Loi sur la justice des mineurs : le Conseil constitutionnel a eu le dernier mot
Après un parcours législatif chaotique et une censure de ses dispositions principales, la loi n° 2025-568 du 23 juin 2025 visant à renforcer l’autorité de la justice à l’égard des mineurs délinquants et de leurs parents a finalement été publiée au Journal officiel du 24 juin 2025.
La loi sur la justice pénale des mineurs a finalement été publiée le 24 juin 2025 après un parcours législatif chaotique et contesté (P. Januel, Le texte sur la justice des mineurs termine son périple, Dalloz actualité, 14 mai 2025). Portée par Gabriel Attal et souhaitant insuffler un tournant répressif assumé, la proposition de loi initiale avait été vivement contestée par les professionnels du droit et avait cristallisé les oppositions politiques.
À l’Assemblée comme au Sénat, les articles phares avaient ainsi été supprimés en commission puis rétablis en séance. À la suite de la réunion d’une commission mixte paritaire ayant vocation à faciliter le compromis, l’essentiel du texte initial avait finalement été sauvegardé et le texte définitif avait été adopté le 19 mai 2025.
Pour autant, le bras de fer s’est poursuivi et le Conseil constitutionnel a été saisi, sur le fondement du second alinéa de l’article 61 de la Constitution, par des députés et sénateurs de gauche.

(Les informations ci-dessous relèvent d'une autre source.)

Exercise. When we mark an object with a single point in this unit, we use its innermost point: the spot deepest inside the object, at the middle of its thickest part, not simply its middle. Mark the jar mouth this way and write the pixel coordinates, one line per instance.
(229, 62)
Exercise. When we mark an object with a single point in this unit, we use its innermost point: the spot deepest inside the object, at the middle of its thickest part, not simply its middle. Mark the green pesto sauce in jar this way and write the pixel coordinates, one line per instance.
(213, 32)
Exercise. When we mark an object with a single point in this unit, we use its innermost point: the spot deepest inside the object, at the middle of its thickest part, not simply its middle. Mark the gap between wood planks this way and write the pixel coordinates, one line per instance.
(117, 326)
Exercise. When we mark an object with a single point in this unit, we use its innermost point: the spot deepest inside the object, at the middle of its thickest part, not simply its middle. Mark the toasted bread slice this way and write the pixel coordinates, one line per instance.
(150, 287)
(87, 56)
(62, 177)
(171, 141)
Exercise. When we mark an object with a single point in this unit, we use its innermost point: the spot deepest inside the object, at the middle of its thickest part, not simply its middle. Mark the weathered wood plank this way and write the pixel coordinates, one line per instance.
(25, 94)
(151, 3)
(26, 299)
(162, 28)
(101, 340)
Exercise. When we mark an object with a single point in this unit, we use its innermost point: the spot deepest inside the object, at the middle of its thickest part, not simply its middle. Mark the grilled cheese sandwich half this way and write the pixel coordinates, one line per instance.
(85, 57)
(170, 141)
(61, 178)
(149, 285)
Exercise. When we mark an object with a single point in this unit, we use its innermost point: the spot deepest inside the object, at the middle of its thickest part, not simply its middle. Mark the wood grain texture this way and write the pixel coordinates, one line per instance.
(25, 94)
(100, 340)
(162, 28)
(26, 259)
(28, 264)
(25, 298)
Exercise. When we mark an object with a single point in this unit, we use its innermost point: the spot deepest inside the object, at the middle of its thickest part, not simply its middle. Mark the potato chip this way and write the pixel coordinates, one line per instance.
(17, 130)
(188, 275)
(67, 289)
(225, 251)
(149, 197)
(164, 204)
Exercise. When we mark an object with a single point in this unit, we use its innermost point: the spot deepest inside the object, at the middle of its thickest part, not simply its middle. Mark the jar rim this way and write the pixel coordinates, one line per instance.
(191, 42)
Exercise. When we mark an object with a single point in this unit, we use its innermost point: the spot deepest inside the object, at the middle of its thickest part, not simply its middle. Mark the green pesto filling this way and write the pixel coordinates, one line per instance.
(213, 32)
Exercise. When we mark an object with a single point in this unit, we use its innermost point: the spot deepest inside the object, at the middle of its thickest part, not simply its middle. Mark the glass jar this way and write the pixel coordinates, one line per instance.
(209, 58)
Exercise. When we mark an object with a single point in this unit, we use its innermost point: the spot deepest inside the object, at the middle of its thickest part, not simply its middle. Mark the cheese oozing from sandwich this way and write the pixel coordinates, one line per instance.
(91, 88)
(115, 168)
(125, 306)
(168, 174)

C’est dans ces conditions que les Sages de la rue de Montpensier ont finalement rendu, le 19 juin 2025, leur décision et censuré les dispositions les plus décriées de la loi qui leur était soumise (Cons. const. 19 juin 2025, n° 2025-886 DC).
C’est donc une loi amputée de ses mesures les plus symboliques qui demeure et dont seules subsistent les dispositions visant à responsabiliser les représentants légaux des mineurs délinquants, ainsi que quelques mesures ayant vocation à renforcer l’arsenal répressif déjà existant.

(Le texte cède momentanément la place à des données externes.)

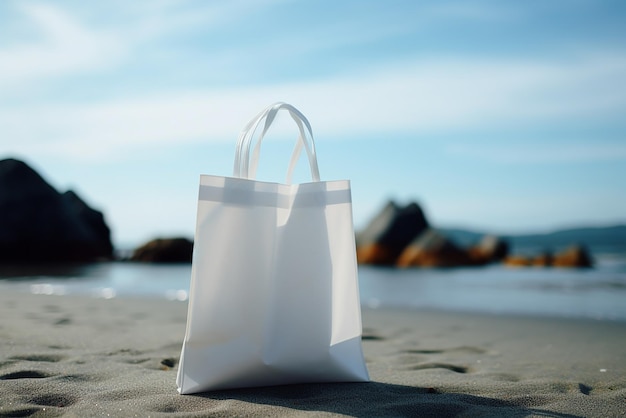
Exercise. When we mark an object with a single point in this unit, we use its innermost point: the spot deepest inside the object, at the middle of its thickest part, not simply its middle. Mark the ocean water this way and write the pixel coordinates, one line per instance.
(596, 293)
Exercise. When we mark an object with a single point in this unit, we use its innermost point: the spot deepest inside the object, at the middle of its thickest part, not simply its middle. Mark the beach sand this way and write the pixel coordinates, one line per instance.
(80, 356)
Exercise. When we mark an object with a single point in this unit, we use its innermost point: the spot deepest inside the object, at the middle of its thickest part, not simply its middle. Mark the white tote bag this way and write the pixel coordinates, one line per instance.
(274, 289)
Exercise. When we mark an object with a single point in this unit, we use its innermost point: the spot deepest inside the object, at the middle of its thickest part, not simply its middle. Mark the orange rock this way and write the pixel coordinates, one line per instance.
(432, 249)
(517, 261)
(543, 260)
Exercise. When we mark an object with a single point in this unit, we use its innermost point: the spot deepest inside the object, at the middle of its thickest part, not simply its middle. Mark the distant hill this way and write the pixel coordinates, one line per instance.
(597, 239)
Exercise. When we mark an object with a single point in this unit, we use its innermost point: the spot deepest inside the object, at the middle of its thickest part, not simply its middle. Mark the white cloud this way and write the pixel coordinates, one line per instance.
(546, 153)
(418, 97)
(63, 46)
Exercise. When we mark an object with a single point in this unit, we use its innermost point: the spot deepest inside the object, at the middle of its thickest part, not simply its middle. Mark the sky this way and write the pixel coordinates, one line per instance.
(503, 117)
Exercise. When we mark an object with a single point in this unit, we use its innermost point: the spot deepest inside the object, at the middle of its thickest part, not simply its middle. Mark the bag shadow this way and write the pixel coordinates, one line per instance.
(377, 399)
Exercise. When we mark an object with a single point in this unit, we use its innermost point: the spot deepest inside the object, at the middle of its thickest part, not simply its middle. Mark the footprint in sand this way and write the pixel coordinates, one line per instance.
(25, 374)
(452, 367)
(52, 358)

Une censure des mesures les plus répressives
Alors que les panégyristes de la loi Attal brandissaient la nécessité d’une réforme répressive de la justice des mineurs qu’ils jugeaient trop laxistes, le Conseil constitutionnel a finalement censuré ses mesures les plus polémiques. Dans une décision attendue, les Sages ont d’abord rappelé les termes du principe fondamental reconnu par les lois de la République d’adaptation de la réponse pénale à la situation particulière des mineurs (Cons. const. 29 août 2002, n° 2002-461 DC, Ayrault, D. 2003. 1127
, obs. L. Domingo et S. Nicot
; AJDI 2002. 708
; RSC 2003. 606, obs. V. Bück
; ibid. 612, obs. V. Bück
). Il découle de ce principe que les mesures prises à l’encontre des enfants délinquants doivent, d’une part, rechercher en priorité leur relèvement éducatif et moral, d’autre part, être adaptées à leur âge et à leur personnalité et, enfin, être prononcées par une juridiction spécialisée ou selon des procédures adaptées (Cons. const. 19 juin 2025, n° 2025-886 DC, préc., communiqué de presse). C’est à la lumière de ce principe fondamental reconnu par les lois de la République que six des huit articles, dont la constitutionnalité était (tout ou en partie) contestée, ont été censurés.
L’abandon de la procédure de comparution immédiate
Parmi ces articles figurent ceux portant les mesures les plus décriées, telles que la création d’une procédure de comparution immédiate pour les mineurs (art. 4), l’extension de la possibilité de déroger au principe d’atténuation des peines (art. 7) et l’allongement de la détention provisoire pour certains délits (art. 6). S’agissant de la procédure dite « d’audience unique en comparution immédiate », le Conseil constitutionnel relève que les dispositions contestées ne réservent pas cette procédure « à des infractions graves ou à des cas exceptionnels » ni ne subordonnent « la décision du procureur de recourir à cette procédure à la condition que les charges réunies soient suffisantes et que l’affaire soit en l’état d’être jugée », comme l’exige l’article 395 du code de procédure pénale pour les majeurs. Si cette censure est bienvenue, tant la mise en œuvre d’une procédure de comparution immédiate pour les mineurs était contestée (S. Debarre et C. Tenenhaus, Comparution immédiate : fallait-il vraiment rendre applicable aux mineurs ce que le droit pénal des majeurs connaît de pire ?, AJ pénal 2025. 219
; L. Heinich, Et si on maltraitait les mineurs comme les adultes ?, Le Monde, 19 févr. 2025 ; J.-P. Rosencveig, président du Tribunal pour enfants de Bobigny, La proposition de loi Attal sur la délinquance des mineurs : de vaines promesses, Le Monde, 17 févr. 2025), le critère lié à la gravité des infractions interroge : la comparution immédiate, par son caractère expéditif, paraît peu appropriée au jugement de telles infractions. Faut-il par ailleurs comprendre que sous réserve de se conformer davantage aux critères de l’article 395 du code de procédure pénale, la solution aurait pu être différente ? Il est à espérer que non.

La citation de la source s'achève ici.